When accounting instructor John Capurso joined the JEDI session, he admits that while he already incorporated inclusive ideas in his classroom, the JEDI framework, lingo and even some concepts were unfamiliar, and he felt intimidated. “I’m a middle-aged white man,” he says. “I’m not exactly the mascot for the diversity movement.” The session’s welcoming setup and the idea that everyone is in a different place with “the work” put him at ease. “The best thing about the JEDI is that it’s based on action,” he adds. “You create your own marching orders.”
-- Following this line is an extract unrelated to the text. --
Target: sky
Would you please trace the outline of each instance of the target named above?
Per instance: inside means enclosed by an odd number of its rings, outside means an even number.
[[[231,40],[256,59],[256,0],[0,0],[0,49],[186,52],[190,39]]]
Capurso’s culminating project? He is establishing an SCCC student chapter of NABA, a prominent national organization of Black business leaders. “Crazier things have happened,” he says, admitting that he had some misgivings as a white man organizing a Black club chapter—but his department had no Black full-time faculty to do the work, and he is convinced students could benefit from an organization that would connect them to Black professionals and possible mentors. As faculty adviser, Capurso plans to stay in the background and hand over the reins when his department diversifies to better reflect the changing student body.
JEDI leaders hope that these sorts of projects inspire and support students, not just in accounting but across all departments. Even small changes are already changing lives. Eaton especially loves to share the story of Ana Fuentes, an adult student who didn’t speak English when she started classes; she felt as though she didn’t belong in college at all. But one faculty member recognized her capabilities and took the time to tell her she should enroll in the honors program. Fuentes wound up winning several scholarships, graduated from SCCC and is now thriving at Stony Brook University.
“It absolutely changed the trajectory of her life,” says Eaton of that brief faculty-student conversation. She hopes JEDI will continue to generate similar stories of success and connection.